In previous studies - theoretical and observational - it has been hypothesized that the vertical mass flux profile is largely determined by the thermodynamic stratification of the troposphere; more stable troposphere is conducive to convection that results in bottom-heavy mass fluxes, whereas more unstable troposphere favors convection which produces top-heavy mass flux profiles.
In this study we wish to simulate observed mass flux profile. In doing so, we want to separate the effects of tropospheric stability on convection from the effects of surface fluxes and moisture on convection. We use observed thermodynamic stratification to perform series of simulations in which we vary surface forcing, and series of simulations in which we add moisture at different elevations.
The observed mass flux profiles were not exactly reproduced in these experiments, however, the simulated mass flux profiles vary from case to case in a similar fashion as the respective observed mass fluxes vary. The discrepancies of the results are likely due to our choice of a reference state.

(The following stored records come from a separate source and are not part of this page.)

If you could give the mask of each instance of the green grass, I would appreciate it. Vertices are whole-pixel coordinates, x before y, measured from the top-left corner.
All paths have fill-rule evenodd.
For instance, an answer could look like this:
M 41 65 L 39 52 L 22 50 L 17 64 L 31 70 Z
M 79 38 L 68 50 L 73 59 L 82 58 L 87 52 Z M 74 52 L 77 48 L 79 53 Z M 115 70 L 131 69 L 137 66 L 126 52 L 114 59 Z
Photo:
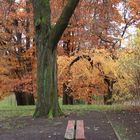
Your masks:
M 74 112 L 74 111 L 111 111 L 111 110 L 123 110 L 130 108 L 130 106 L 124 105 L 61 105 L 62 111 L 64 113 Z M 7 104 L 0 105 L 0 120 L 11 118 L 11 117 L 22 117 L 22 116 L 32 116 L 35 110 L 35 106 L 8 106 Z

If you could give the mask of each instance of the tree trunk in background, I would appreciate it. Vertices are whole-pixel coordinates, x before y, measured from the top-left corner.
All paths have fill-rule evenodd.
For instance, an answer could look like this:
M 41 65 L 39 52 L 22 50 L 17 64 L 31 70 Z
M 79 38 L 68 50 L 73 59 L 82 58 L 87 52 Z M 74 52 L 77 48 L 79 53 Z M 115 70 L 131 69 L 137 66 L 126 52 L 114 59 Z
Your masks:
M 34 96 L 31 93 L 15 92 L 17 105 L 35 105 Z
M 37 48 L 37 104 L 34 117 L 62 114 L 57 97 L 57 43 L 79 0 L 69 0 L 56 25 L 51 26 L 50 0 L 33 0 Z

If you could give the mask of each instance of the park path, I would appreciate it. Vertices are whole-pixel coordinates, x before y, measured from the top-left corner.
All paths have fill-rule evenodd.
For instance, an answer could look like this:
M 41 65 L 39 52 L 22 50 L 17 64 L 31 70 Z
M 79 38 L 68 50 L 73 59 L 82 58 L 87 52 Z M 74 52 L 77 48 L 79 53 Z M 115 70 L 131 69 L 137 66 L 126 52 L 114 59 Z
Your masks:
M 84 120 L 86 140 L 117 140 L 105 113 L 99 111 L 77 111 L 53 120 L 19 117 L 1 121 L 0 140 L 64 140 L 70 119 Z

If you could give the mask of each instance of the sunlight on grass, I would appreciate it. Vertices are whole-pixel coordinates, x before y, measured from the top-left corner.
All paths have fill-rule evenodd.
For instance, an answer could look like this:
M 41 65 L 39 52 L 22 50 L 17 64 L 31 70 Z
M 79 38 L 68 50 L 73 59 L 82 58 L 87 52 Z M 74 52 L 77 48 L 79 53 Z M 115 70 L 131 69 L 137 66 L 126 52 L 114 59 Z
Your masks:
M 123 110 L 128 109 L 130 106 L 126 105 L 61 105 L 62 111 L 64 113 L 73 111 L 112 111 L 112 110 Z M 132 108 L 132 106 L 131 106 Z M 35 110 L 35 106 L 8 106 L 0 105 L 0 120 L 11 117 L 22 117 L 22 116 L 32 116 Z

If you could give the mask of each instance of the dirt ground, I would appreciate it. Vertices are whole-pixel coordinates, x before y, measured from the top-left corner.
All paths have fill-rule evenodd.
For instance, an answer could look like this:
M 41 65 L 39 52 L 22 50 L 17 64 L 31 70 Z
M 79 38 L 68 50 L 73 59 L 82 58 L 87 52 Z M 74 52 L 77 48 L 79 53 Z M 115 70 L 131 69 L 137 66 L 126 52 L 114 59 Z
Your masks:
M 107 116 L 122 140 L 140 140 L 140 111 L 111 111 Z
M 127 111 L 125 113 L 124 115 L 124 112 L 119 111 L 106 113 L 77 111 L 67 117 L 53 120 L 33 119 L 32 117 L 6 119 L 0 121 L 0 140 L 64 140 L 67 121 L 70 119 L 84 120 L 86 140 L 117 140 L 109 120 L 113 123 L 121 123 L 121 119 L 125 120 L 124 125 L 130 127 L 132 135 L 138 133 L 134 135 L 135 137 L 131 136 L 131 140 L 140 140 L 140 114 L 136 112 L 131 114 Z M 134 129 L 132 126 L 135 126 Z

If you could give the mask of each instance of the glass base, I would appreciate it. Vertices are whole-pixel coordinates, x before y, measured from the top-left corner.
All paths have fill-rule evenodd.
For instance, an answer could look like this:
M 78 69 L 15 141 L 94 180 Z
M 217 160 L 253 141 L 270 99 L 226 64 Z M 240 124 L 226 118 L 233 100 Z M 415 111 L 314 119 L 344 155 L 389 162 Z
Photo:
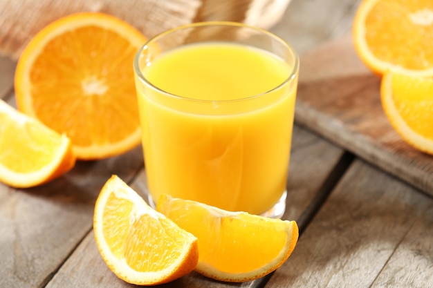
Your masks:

The main findings of this study are that the shape of the resulting mass flux profile is entirely governed by the vertical profile of the potential temperature. Changes in the surface forcing affected only the magnitude of the mass flux profile, and not the elevation at which the maximum vertical mass flux occurs. Moisture added in the boundary layer, as expected, also contributed to increase of the mass flux. Moisture added at elevations higher than 3 kilometers did not affect the mass flux profile significantly, unless the amount added was beyond any reasonable value.